In most cases, the tech will be able to tell you the sex of your baby.
What Happens After Your Anatomy Scan
Once you’ve left the room, the real work of an anatomy scan begins. The images and measurements that the technician took are sent to a radiologist and your OB/GYN for analysis. In general, no news is good news and you’ll learn about the results at your next prenatal appointment.
However, occasionally the anatomy scan will detect a problem. This might be an abnormality in the way one of the baby’s organs has developed; trouble with your anatomy like the cervix or placenta; or so-called “soft markers” like additional skin folds that can indicate a condition like Down Syndrome.
Since ultrasound is not definitive, your doctor will likely recommend further testing, including a specialty ultrasound, genetic screening, or possibly amniocentesis to get a more accurate diagnosis. Once you have more information, you and your doctor can work together on a plan of care.
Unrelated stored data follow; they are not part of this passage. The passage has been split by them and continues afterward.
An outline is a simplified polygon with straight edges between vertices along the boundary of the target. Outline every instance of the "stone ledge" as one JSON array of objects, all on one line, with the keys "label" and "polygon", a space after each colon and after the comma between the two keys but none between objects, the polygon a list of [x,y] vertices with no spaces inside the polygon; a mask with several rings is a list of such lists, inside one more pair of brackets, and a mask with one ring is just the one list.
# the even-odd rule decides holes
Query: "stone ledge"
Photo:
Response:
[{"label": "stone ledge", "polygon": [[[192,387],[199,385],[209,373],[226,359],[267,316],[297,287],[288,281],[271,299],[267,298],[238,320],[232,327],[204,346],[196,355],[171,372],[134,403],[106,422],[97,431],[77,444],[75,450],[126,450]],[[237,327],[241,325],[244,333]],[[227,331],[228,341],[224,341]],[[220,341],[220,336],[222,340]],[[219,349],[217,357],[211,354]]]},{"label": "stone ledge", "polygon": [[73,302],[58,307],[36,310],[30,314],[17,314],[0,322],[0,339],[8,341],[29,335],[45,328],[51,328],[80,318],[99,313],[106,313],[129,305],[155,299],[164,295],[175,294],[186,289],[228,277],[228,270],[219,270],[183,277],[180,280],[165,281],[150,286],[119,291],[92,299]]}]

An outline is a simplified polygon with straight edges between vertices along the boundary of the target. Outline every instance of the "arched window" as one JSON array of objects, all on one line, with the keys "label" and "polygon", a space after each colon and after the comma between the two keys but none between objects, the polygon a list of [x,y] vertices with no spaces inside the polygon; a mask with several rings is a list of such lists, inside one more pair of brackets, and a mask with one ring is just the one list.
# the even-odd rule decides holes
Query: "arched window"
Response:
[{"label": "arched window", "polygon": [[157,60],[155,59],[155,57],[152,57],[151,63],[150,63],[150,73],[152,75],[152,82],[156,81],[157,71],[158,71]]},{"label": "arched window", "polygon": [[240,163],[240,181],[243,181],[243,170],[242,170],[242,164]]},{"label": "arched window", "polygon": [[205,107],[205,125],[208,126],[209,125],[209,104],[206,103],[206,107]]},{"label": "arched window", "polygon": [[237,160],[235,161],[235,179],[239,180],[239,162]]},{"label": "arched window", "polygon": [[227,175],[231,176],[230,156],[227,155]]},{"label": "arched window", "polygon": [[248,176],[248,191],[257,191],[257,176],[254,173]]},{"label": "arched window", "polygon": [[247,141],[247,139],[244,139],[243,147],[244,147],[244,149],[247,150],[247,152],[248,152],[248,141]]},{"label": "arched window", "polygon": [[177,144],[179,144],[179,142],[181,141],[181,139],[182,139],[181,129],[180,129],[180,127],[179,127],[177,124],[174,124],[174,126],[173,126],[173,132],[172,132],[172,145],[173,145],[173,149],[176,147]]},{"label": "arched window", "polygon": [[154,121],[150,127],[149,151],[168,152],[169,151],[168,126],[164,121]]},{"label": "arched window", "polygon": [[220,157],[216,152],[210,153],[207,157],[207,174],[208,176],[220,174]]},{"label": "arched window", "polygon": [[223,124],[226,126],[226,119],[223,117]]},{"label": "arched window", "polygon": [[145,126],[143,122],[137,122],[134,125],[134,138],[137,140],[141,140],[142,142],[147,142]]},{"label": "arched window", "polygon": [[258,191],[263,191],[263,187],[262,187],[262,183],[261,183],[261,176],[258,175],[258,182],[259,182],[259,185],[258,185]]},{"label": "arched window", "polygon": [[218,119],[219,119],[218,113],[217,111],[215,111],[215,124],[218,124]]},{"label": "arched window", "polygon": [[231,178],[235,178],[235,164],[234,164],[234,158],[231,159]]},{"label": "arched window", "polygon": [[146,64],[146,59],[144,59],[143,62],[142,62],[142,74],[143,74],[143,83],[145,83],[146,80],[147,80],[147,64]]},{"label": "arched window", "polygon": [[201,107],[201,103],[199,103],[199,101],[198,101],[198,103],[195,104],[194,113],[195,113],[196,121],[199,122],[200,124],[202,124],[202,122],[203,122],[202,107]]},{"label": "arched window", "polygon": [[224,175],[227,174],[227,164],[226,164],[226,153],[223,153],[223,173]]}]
In most cases, the anatomy plan will just be a pleasant memory as you get even closer to meeting your baby. Be sure to ask your tech for a picture, either printed out or digitally. In some cases, you can also get a recording of the anatomy scan, or ask to record it yourself.
Although they won’t compare to the pictures you’ll get roughly 20 weeks from now, those black-and-white ultrasound picture hold a special place for many moms as the first time they saw their baby’s sweet profile.
Frequently Asked Questions
What does the anatomy scan detect?
The anatomy scan is designed to detect any abnormalities in fetal development. This might include organs that aren’t developing properly. The scan also identifies “soft markers” like additional skin folds that might indicate that your baby has a genetic condition like Down Syndrome. Finally, the scan aims to spot any problems with the mother’s anatomy — including her placenta and cervix — that might affect the pregnancy.
What week can you get an anatomy scan?
The anatomy scan is performed between 18 and 22 weeks of gestation. Usually, it’s scheduled as close to 20 weeks as possible. By this point in the second trimester, the fetus is developed enough and large enough that the technicians can properly measure organs and identify any potential developmental problems.
What is the purpose of the anatomy scan?
The anatomy scan is a level 2 ultrasound designed to make sure that a fetus is developing normally, and everything is proceeding correctly within the uterus as well. During the scan, a technician will take careful measurements of all baby’s organs (like the heart, brain and lungs) and bodily structures (like the face and limbs). The tech will also examine the placenta, umbilical cord, cervix, and amniotic fluid.